DA leader Mmusi Maimane alongside Solly Msimanga.
DA leader Mmusi Maimane alongside Solly Msimanga.
Image: Thapelo Morebudi/The Sunday Times

Sometimes, in sittings during the fourth or fifth administrations, the DA expressed its preference, should it ever be elected to govern, advocating for a leaner cabinet.

A governance system housed in liberalism and advocated for more vigorously by conservatives across the international political economy.

When Mmusi Maimane stated over and over during the past two administrations that the cabinet was bloated, he was articulating an ideological view his party holds.

As President Cyril Ramaphosa came into power as president, following his narrow victory at the 2017 ANC elective conference at Nasrec, and the recalling of former president Jacob Zuma, the idea of a small cabinet manifested in news media about the new dawn. It gained traction.

By May 8 general elections, this ideological concept was ubiquitous.

The diffusion of the idea of a small cabinet was propelled by an explanation advanced by opposition politicians that the bloated Zuma government was expensive to run and Zuma brought in so many ministers because it was a patronage line through which the comrades in the party were paid back for their roles in propelling the then incumbent to the high office.
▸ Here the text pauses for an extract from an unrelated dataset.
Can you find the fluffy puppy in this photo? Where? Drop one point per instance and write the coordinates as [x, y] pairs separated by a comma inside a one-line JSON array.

This explanation may hold some truth, but at the scale that it is suggested, it is preposterous.

The concept of small government is more common in advanced economies.

The concept of a developmental state is one in which the state plays an active role in finding growth and social development.

The reason it was hard for Ramaphosa to live up to the expectation of a cabinet constituted by only 25 ministers is that public opinion, planted by the opposition, was difficult to achieve because Ramaphosa leads a developmental state where all those portfolios, including one on women, are relevant for a state such as SA.

Many of these portfolios speak to both economic and social priorities for an African economy that should encourage economic growth and social development by playing an active role.

Opposition parties successfully packaged an ideological solution and labelled it as economic logic by making it seem as if a small government or lean cabinet was the panacea for economic problems in SA. In essence, these parties wished to pull the ANC to the right of itself so that their own ideological goals can manifest in the political discourse without winning the elections and implementing those themselves.

On Wednesday night, Ramaphosa announced his cabinet, which is as lean as he could get it to be, only for many opposition politicians to express their unhappiness for not making it even leaner, by cutting it to 25 ministers.

The president merged some departments to cut the cabinet down to 28 ministers, from a bloated 36 that was inherited.

Corruption that is being dealt with through many commissions and public protector reports also emboldened opposition politicians to make statements that amounted to telling the president who to select or who not to select for his cabinet.

Appointments to cabinet are the president's prerogative and one would think he does so to advance progress in the country, including staying firm on the political ideology that won the minds and hearts of voters who gave the ANC a mandate through the ballot on May 8.